Thomas Jorden and Blake Sirgo discussed the opportunities for increasing productivity across their various assets. They are pleased with their Anadarko Basin flowback, and their Marcellus team has done a good job optimizing their delineation and slide deck updates. In the Permian, they are focusing on larger developments that take advantage of project size, and they have seen an increase in the average wells per project over the last two years. They are also seeing an increase in their drilling and completion fees per day.
Blake Sirgo and Roger Read are discussing the CapEx for '23 and '24, and how the deflation of certain services has not materialized as expected. Blake Sirgo states that if the deflation had gone through the entire cost structure, they would be at the low end of the range. Kevin MacCurdy then inquires about the trajectory of OpEx for the year, noting that the first two quarters were at the higher end of guidance, and that the second half of the year would need to be at the lower end of the range.
Blake Sirgo and Shannon Young discussed how their LOE is down quarter-over-quarter and their cash costs are down from $8.90 a BOE last quarter to $8.27 BOE this quarter, respectively. Thomas Jorden then discussed their experience with 3-mile laterals, noting that they don't have broad experience in any one area, but that the well in Reeves County surprised them with an upside.
Thomas Jorden praised the operational team for their work in the Marcellus region, citing their management of parent-child effects, well spacing, and completion design as contributing to the 9% production growth in the second quarter. He also mentioned their success in revising their forecasting methodology and their projects in the lower and upper Marcellus. Leo Mariani then asked about their CapEx, with Thomas Jorden replying that they will likely be a couple of percent over the midpoint in '23.

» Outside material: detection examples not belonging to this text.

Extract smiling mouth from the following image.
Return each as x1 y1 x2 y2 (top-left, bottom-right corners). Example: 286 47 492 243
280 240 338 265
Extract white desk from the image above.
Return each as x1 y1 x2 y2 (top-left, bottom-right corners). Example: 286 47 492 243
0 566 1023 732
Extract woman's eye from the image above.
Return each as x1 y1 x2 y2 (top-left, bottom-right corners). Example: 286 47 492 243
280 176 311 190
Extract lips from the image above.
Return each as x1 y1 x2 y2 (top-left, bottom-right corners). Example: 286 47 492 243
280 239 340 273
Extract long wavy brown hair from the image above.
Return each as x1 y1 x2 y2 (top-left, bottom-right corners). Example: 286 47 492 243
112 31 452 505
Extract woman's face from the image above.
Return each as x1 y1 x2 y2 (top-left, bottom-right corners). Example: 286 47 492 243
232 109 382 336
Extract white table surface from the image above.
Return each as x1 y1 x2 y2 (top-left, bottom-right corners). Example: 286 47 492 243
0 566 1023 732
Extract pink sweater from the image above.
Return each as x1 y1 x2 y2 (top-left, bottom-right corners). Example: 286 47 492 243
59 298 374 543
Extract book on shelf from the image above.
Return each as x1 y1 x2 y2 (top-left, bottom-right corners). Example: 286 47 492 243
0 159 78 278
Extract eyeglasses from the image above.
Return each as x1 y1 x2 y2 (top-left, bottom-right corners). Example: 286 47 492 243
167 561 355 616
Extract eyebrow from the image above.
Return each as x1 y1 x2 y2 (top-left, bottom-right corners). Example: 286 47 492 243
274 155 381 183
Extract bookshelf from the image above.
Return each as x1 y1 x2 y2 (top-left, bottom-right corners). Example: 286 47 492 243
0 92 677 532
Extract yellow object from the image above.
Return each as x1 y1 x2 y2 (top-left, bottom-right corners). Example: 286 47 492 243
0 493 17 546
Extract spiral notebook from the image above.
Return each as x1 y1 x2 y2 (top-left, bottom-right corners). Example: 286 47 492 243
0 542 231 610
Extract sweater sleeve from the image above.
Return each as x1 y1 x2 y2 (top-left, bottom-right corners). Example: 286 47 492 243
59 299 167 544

Shannon Young answered Paul Cheng's question about 3-mile wells and larger pad development in the Permian Basin. Young stated that the guidance range for accrued CapEx in 2023 is $2 billion to $2.2 billion, with a trend of 1-2% above the midpoint. They are letting go of spot crews in the Permian and Anadarko, leading to lower accrued CapEx in the fourth quarter. Young also mentioned that they will benefit from 3-mile wells in the second quarter and that their Permian portfolio has the opportunity to have 3-mile wells, with an increase in larger pad development.
Thomas Jorden discussed the risk-reward of infrastructure investment, noting that the 3-mile wells will be a small part of the program, but that the 51-well project will give them the opportunity to test a lot of things and have good offset control. He believes they are ready for a project of this size and hope to deliver outstanding results.
Blake Sirgo discussed the impact of LNG on gas prices in the Permian and Marcellus basins. He noted that Waha has opened up this year due to expansions and forecast revisions, and there are options for getting Permian gas to LNG, though none have been found to work yet. Regarding vendor behavior, he noted that it is fairly uniform, with rigs and crews moving to other basins if the arbitrage is big enough.
Scott Schroeder thanked everyone for their support and trust in Coterra over the past two years. He expressed his pride in the company and his confidence that it is in great hands with Shane and the team. He concluded the conference call by thanking everyone for their participation and wishing them well.
This summary was generated with AI and may contain some inaccuracies.